JC – Como se faria uma revisão do pacto federativo?

 

Cristiane – Tem que ser por ação do Congresso Nacional, com uma emenda constitucional, porque os repasses são previstos na Constituição.

 
 

JC – Considera a reforma que está sendo recuperada agora adequada? 

 

Cristiane – Com esse texto preliminar do deputado Hauly, não. Eu, como procuradora do Município, vejo um prejuízo enorme. E mais uma vez vamos retirar poder local para concentrar na União e nos estados, e aí os municípios ficam cada vez mais combalidos financeiramente, sem recursos para políticas públicas, e aí falta vaga em hospital, em creche, em escola. É um reflexo enorme para a população, que não pode ficar alheia a essa discussão. No momento que se tem uma reforma tributária que privilegia a União, é óbvio que vai ter reflexo na vida de cada um, porque o município que presta os serviços. É essa repartição tributária que temos que cuidar, porque vai refletir na prestação dos serviços.

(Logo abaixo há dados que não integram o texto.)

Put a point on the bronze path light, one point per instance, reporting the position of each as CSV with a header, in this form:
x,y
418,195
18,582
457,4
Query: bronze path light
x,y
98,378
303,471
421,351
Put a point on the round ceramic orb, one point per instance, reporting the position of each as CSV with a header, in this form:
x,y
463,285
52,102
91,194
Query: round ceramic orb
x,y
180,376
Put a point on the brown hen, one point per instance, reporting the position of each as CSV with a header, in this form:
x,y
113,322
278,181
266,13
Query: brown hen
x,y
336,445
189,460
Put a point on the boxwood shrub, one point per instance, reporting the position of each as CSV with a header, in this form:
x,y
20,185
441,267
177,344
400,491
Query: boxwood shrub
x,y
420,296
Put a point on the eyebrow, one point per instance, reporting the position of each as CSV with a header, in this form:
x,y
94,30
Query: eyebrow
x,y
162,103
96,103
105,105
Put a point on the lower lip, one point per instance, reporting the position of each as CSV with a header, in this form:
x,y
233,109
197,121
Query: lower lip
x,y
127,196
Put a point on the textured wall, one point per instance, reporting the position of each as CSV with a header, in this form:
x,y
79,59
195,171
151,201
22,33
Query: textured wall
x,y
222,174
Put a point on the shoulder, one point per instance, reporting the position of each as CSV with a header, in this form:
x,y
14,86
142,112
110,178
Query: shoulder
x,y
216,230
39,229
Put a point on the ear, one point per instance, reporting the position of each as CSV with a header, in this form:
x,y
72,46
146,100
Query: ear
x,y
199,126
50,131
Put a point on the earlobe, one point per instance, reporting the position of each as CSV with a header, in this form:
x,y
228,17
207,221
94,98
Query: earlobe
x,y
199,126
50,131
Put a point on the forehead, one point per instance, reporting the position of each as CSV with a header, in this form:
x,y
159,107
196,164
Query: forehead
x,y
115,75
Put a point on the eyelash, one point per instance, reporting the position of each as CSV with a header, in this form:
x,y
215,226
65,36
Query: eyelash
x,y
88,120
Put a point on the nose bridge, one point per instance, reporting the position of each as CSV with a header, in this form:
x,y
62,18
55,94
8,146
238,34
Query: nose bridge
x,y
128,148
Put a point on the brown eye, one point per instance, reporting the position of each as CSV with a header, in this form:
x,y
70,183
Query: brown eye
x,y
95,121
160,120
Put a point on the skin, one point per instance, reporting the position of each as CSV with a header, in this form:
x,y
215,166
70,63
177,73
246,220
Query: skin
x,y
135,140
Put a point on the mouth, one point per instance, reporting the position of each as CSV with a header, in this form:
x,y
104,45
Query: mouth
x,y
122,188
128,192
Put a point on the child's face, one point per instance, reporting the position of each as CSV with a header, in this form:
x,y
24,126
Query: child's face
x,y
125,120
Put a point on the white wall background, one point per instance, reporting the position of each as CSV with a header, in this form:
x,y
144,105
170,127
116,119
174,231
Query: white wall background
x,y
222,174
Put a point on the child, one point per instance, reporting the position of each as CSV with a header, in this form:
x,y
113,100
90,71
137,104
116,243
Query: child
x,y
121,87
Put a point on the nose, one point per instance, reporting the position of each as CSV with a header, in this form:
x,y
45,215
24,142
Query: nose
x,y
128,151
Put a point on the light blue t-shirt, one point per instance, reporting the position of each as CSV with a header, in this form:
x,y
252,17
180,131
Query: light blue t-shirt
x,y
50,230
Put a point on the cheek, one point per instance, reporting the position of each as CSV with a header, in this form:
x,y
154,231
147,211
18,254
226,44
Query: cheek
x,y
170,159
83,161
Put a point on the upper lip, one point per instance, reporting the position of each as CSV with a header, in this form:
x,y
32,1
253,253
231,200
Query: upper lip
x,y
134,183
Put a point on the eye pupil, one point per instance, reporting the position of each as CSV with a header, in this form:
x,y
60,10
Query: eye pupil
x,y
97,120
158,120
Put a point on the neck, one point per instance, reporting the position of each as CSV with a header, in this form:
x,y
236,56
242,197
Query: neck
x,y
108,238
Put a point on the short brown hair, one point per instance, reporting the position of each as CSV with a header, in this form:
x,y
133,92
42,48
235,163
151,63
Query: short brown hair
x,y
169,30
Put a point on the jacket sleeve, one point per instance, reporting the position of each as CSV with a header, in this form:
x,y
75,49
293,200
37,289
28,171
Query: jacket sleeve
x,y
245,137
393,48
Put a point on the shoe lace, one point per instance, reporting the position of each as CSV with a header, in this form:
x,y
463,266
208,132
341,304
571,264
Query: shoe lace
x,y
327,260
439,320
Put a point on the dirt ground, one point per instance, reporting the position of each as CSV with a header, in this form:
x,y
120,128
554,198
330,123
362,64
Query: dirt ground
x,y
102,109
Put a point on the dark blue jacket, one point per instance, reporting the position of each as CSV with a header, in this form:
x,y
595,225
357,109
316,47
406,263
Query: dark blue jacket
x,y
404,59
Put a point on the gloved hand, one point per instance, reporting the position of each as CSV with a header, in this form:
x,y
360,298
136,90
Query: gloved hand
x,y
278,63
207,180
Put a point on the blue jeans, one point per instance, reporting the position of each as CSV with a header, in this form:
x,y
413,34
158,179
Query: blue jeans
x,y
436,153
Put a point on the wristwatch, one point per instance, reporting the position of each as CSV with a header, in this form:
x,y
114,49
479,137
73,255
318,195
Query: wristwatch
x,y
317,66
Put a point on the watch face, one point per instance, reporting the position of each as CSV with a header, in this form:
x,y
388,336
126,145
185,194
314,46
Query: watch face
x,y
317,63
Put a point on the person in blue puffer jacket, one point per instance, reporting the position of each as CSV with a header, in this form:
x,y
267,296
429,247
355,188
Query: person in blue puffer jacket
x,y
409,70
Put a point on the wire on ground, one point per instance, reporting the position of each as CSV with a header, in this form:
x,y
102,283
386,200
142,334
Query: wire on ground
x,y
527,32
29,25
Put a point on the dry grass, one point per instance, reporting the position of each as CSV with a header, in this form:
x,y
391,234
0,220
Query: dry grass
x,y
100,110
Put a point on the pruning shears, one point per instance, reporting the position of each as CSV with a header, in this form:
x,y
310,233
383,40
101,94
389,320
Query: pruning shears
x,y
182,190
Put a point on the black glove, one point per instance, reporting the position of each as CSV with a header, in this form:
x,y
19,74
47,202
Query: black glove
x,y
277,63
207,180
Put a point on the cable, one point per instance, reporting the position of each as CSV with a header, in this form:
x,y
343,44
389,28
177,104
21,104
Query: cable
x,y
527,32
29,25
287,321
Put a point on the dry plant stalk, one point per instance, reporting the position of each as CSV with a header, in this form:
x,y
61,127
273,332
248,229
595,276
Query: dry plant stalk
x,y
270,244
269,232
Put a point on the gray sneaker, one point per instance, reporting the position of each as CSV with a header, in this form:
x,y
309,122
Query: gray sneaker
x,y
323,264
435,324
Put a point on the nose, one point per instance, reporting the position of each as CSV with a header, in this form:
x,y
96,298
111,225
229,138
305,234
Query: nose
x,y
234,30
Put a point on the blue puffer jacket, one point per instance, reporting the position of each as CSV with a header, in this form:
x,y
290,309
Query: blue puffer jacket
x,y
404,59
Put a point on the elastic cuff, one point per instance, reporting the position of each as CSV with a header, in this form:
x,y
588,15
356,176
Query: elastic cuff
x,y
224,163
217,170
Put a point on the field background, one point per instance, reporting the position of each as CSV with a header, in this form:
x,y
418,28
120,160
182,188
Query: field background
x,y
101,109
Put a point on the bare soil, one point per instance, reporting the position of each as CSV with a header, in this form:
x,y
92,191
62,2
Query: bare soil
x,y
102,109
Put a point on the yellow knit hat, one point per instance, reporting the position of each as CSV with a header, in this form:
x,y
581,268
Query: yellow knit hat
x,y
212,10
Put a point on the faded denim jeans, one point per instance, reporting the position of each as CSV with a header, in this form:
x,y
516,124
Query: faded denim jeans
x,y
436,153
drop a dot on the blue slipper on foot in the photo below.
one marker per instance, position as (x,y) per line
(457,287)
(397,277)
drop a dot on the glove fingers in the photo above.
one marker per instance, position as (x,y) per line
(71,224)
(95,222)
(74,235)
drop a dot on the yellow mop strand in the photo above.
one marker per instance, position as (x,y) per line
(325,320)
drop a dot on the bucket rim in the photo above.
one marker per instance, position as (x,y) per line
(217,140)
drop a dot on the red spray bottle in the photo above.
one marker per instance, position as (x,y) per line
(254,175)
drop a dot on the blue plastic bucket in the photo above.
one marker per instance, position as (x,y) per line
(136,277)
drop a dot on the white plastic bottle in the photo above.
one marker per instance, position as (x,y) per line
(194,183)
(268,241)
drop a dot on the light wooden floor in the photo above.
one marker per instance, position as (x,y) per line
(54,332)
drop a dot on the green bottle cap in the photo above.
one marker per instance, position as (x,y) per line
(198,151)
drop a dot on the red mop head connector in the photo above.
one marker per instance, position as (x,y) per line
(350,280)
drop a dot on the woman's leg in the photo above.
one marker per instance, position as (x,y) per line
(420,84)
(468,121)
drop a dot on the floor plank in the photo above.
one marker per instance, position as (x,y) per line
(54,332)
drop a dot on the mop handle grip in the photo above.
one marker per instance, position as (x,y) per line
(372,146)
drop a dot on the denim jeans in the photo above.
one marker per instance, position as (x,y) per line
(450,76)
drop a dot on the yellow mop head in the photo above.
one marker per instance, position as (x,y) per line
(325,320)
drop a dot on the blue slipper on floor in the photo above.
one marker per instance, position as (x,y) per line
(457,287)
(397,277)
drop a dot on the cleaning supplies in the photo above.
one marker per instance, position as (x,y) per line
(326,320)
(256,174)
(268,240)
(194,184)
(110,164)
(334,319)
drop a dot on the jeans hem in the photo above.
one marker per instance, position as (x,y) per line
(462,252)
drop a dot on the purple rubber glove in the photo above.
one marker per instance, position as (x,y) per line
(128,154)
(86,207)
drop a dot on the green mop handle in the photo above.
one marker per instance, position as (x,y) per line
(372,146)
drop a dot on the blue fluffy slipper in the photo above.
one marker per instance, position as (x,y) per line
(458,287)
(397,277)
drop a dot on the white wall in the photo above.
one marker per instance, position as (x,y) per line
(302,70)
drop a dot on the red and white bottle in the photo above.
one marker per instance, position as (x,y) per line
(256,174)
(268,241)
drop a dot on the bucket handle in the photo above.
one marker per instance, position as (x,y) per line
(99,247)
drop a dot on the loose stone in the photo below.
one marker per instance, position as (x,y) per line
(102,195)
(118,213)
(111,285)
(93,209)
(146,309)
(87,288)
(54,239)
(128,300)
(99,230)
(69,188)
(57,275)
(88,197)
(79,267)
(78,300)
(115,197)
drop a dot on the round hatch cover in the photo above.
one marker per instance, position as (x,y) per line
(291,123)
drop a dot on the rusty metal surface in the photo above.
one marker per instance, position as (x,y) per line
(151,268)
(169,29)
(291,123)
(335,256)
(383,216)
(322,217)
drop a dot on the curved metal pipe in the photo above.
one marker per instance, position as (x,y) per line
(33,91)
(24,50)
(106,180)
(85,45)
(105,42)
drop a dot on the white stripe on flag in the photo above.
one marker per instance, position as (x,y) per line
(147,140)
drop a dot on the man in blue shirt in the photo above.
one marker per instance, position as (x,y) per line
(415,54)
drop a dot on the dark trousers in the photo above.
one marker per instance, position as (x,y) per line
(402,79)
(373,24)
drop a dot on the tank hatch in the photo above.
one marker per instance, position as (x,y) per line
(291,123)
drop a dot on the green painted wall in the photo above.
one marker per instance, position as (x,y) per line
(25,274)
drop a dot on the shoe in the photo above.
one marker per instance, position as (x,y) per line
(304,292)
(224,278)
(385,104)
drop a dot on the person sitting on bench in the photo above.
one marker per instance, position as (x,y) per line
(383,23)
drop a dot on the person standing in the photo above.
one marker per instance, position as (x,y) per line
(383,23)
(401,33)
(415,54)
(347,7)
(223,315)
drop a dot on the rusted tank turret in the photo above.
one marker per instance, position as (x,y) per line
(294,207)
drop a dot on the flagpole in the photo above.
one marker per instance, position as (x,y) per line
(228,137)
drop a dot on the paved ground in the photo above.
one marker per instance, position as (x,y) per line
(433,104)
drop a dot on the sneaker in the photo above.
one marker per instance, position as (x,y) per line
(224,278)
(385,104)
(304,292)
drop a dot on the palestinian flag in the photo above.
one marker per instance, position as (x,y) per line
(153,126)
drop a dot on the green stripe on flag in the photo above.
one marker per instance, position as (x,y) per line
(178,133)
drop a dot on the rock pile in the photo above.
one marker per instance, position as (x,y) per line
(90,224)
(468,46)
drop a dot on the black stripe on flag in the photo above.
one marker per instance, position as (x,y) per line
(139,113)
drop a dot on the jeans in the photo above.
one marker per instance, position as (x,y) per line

Não há nenhuma avaliação se é esse o texto que vai vingar, mas é um texto preliminar muito ruim, na minha visão de município.

 
 

JC – A senhora falava do diálogo com a população. Como se faria esse argumento? Por outro lado, uma reforma tributária que equilibre a repartição dos impostos e repasse uma cota maior aos municípios, pode vir a gerar maior prestação de serviços? 

 

Cristiane – Penso que sim. Sempre acredito que as pessoas que ocupam cargos públicos estão ali capacitadas e com intenção de bem aplicar os recursos em prol da população. Uma reforma tributária que tenha uma melhor justiça fiscal, que equalize a questão da distribuição de recursos e que privilegie os municípios que são os grandes prestadores de serviços públicos podem resultar em benefício direto para a população. E a população tem que estar atenta, porque é uma questão de cidadania. É na prefeitura que a pessoa vai bater na porta e dizer que “na minha rua o esgoto está aberto”, “na minha rua tem buraco”, “no meu posto de saúde não tem médico”. É onde as pessoas vivem que tem que estar adequado. Porque estado e União são ficções jurídicas, não se tem concretude nos entes. Obviamente são importantíssimos na Federação, mas têm atuações mais distantes das questões básicas que a população precisa.

 
Tanto é que o orçamento do município é o único debatido na Câmara com audiências públicas, com a possibilidade de emendas, de priorização de aplicação. Esse sentimento de localidade que a Constituição de 1988 trouxe, que deu autonomia para os municípios para que o interesse local seja privilegiado, é o sentimento que a população tem que ter. Qual o meu interesse? É que a minha cidade esteja condições para que eu sobreviva, consiga me mover, ter saúde… Quem vai prestar isso de forma básica e em primeiro lugar é o município. Nesse aspecto a população tem que enxergar que a reforma tributária pode impactar, e que a repartição e repasse de tributos constitucionais também pode impactar.